The Golden State Warriors finally got Stephen Curry back on the floor Sunday night in Houston. By Monday, the good news had already been undercut.
The latest blow: Gui Santos is out.
Santos Sidelined at the Wrong Time
Santos has been ruled out of Tuesday’s home game against the Sacramento Kings with a pelvic contusion, as reported by ClutchPoints’ Kenzo Fukuda. The issue traces back to March 29 in Denver, when Nuggets wing Christian Braun kneed him during the Warriors’ loss there.
He sat out the next game against the San Antonio Spurs, then pushed through to play in Golden State’s last two outings. On Monday, he was back on the practice floor, moving well enough to raise hopes he’d be available. The pain told a different story. The Warriors will keep him out.
For a fringe name on a national level, this lands like a star injury inside Golden State’s locker room. Santos has missed just one game since January 20 and has quietly become one of Steve Kerr’s steadiest rotation pieces. Energy, length, activity on both ends — he’s been the connective tissue in a forward group that doesn’t have much margin for error.
Now, with the play-in tournament looming and chemistry still a work in progress, that glue is gone. Even for one night, it stings.
A Crowded, Complicated Injury Report
Santos’ absence is only part of the story.
The Warriors’ injury sheet is packed. Kristaps Porzingis is listed as questionable with knee soreness. Al Horford and Quinten Post are both out. Curry is probable after logging 26 minutes on Sunday in his first game back from a 27-game layoff.
If Porzingis can’t go, Golden State’s frontcourt becomes alarmingly thin. Malevy Leons and Charles Bassey suddenly become central figures, not just spot-minute options.
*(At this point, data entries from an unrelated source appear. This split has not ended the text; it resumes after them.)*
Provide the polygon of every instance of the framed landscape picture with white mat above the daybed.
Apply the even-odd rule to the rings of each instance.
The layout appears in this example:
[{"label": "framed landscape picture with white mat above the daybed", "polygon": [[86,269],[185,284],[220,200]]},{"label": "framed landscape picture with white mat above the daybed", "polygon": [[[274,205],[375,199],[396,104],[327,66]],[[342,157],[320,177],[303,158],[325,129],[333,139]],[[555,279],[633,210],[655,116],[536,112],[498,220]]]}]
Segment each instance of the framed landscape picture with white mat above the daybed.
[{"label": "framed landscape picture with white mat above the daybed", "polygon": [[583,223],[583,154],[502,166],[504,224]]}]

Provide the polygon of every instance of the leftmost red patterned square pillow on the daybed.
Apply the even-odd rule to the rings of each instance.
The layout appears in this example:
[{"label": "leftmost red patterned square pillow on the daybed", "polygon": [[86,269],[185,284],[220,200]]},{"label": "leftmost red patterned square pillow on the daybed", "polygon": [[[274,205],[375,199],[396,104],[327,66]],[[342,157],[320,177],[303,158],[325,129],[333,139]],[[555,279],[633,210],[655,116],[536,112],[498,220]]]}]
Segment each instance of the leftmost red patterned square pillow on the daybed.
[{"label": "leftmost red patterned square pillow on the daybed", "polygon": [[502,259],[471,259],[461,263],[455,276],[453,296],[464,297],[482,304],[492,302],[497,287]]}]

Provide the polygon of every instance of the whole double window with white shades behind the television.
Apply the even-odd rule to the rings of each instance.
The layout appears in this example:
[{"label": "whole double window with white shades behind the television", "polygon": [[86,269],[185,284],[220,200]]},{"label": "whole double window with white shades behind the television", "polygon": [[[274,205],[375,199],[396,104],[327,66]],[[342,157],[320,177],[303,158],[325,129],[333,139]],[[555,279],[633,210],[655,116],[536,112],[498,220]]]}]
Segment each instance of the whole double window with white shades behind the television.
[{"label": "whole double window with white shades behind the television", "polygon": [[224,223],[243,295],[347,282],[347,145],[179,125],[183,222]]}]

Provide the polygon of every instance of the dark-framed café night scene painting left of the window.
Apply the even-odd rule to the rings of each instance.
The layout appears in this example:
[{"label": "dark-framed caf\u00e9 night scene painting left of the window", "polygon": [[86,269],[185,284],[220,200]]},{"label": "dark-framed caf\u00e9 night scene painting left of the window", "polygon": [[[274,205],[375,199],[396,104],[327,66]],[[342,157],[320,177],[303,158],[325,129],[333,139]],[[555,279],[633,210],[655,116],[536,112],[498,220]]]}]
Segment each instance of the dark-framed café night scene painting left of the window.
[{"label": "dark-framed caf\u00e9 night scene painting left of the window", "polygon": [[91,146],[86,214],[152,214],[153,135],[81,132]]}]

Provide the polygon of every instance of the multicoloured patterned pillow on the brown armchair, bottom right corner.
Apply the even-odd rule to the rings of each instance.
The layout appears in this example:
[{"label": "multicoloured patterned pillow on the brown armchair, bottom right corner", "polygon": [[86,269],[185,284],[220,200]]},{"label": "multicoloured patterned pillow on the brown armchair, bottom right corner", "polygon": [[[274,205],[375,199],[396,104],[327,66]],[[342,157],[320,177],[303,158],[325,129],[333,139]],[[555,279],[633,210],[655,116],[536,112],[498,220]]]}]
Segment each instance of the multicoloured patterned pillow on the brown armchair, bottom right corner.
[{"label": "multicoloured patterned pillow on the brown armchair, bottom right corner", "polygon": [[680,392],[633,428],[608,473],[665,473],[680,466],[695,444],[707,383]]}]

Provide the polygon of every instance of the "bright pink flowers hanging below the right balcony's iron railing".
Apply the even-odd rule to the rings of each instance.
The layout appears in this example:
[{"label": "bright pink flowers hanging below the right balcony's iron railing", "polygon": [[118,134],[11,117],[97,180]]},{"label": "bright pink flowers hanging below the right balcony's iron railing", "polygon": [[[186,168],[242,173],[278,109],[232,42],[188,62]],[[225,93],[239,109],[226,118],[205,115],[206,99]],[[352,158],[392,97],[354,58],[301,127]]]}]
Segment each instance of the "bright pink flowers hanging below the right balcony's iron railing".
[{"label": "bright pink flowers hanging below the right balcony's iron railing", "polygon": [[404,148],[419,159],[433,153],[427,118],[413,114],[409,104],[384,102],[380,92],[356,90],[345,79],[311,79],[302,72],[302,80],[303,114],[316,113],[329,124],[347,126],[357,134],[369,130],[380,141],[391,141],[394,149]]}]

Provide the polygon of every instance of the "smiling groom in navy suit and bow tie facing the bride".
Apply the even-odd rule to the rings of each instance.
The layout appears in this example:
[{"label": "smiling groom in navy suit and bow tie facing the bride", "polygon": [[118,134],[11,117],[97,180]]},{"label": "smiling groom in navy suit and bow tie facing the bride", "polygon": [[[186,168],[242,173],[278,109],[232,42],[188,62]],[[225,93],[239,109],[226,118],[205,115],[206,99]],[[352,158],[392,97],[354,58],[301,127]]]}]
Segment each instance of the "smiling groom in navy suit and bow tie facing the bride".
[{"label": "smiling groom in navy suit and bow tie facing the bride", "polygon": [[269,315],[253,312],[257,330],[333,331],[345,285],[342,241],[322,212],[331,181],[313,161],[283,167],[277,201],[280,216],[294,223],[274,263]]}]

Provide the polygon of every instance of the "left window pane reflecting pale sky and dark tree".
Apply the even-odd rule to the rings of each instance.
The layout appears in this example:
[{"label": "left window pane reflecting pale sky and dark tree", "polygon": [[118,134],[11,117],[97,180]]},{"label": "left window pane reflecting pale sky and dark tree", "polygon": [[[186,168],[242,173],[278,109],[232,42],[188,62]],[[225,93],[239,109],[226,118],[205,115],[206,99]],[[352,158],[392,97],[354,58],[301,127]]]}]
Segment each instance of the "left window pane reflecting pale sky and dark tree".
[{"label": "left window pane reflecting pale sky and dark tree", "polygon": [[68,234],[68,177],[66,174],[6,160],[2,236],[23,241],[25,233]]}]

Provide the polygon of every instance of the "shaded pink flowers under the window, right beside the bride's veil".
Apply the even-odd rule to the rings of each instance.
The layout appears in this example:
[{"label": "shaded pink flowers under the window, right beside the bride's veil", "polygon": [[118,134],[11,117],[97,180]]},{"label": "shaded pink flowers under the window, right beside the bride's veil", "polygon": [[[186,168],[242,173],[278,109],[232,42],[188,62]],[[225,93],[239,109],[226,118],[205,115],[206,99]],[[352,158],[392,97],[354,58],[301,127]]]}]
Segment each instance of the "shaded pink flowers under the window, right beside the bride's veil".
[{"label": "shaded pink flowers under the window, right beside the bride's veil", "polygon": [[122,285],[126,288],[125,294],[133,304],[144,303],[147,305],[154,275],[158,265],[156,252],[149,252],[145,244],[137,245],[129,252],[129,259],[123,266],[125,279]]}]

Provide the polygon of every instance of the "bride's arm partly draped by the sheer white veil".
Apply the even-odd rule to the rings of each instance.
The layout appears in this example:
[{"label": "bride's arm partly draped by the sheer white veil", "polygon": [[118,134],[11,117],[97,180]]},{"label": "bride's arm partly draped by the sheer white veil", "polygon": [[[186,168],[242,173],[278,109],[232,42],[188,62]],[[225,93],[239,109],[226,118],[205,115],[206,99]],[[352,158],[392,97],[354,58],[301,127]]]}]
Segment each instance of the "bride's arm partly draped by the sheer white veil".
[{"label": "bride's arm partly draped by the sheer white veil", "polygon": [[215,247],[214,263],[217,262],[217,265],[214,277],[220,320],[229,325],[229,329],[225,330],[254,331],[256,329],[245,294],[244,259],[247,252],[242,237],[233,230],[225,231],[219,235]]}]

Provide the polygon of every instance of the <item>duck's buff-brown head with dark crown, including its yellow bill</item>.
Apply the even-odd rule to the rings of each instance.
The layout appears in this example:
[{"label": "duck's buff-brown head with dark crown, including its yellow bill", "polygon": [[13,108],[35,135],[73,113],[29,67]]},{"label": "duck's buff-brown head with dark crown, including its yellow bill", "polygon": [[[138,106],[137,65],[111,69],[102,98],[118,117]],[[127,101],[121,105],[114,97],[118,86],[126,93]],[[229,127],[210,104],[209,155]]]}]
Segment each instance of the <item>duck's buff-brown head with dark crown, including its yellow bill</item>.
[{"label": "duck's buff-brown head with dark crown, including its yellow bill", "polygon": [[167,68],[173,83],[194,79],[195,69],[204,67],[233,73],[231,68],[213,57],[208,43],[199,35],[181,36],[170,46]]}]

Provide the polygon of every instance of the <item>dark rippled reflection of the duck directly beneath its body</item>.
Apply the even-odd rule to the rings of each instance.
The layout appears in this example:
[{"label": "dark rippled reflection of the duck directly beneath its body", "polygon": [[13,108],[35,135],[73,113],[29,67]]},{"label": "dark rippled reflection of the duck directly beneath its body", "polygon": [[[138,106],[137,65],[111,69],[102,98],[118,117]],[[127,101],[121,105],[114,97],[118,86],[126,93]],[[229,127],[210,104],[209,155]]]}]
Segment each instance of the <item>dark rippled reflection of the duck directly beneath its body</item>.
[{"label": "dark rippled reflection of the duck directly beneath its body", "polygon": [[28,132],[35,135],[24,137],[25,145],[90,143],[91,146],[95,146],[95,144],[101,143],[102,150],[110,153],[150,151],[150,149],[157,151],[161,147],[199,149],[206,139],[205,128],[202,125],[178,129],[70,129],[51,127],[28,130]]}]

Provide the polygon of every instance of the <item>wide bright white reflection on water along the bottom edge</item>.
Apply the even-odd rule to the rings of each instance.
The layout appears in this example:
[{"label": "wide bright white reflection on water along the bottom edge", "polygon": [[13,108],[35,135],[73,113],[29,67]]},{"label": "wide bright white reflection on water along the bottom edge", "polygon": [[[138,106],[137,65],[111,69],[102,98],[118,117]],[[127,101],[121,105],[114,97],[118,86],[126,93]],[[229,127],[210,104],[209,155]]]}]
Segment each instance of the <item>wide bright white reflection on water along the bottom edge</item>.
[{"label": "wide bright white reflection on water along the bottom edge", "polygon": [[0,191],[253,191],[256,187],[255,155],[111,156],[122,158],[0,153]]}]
Draymond Green will have to slide into heavier forward duty, anchoring lineups that stretch his responsibilities even more.
Bassey at least offered a hint of reliability in his debut. Against Houston, he chipped in five points, four rebounds, and two blocks in limited minutes, flashing timing and physicality around the rim. Tuesday becomes another audition — not in theory, but in real minutes that matter for how Kerr shapes his rotation next week.
What It Means as the Play-In Looms
With four games left before the play-in, the Warriors are not chasing the standings. The gap to the ninth-seeded Los Angeles Clippers is too wide to realistically bridge. The race now is internal.
This stretch is about habits. Lineup combinations. Getting Curry’s legs back under him. Sharpening the pieces that will share the floor when the season is on the line.
That’s why Santos’ absence cuts deeper than his box-score averages. He’s the forward who most naturally fits next to Curry in the lineups Kerr trusts — the ones that switch, run, and space the floor the way Golden State wants to play when everything is on the line. Every game he misses is one fewer rep for those groups.
Without him, Nate Williams and Leons will soak up the forward minutes. The Warriors will lean hard into three- and four-guard looks, a style that might hold up against Sacramento’s pace and spacing but is far less likely to survive the physicality and matchup hunting that comes with a one-and-done play-in battle.
Survive Tuesday, Chase Thursday
The good news for Golden State: Santos is not expected to be out long. The play-in is still a week away, and the expectation is that he’ll be ready when the stakes spike.
So Tuesday becomes something simpler, and harsher: get through it. Get Curry more minutes. Get the rotations as close to playoff-ready as the bodies will allow.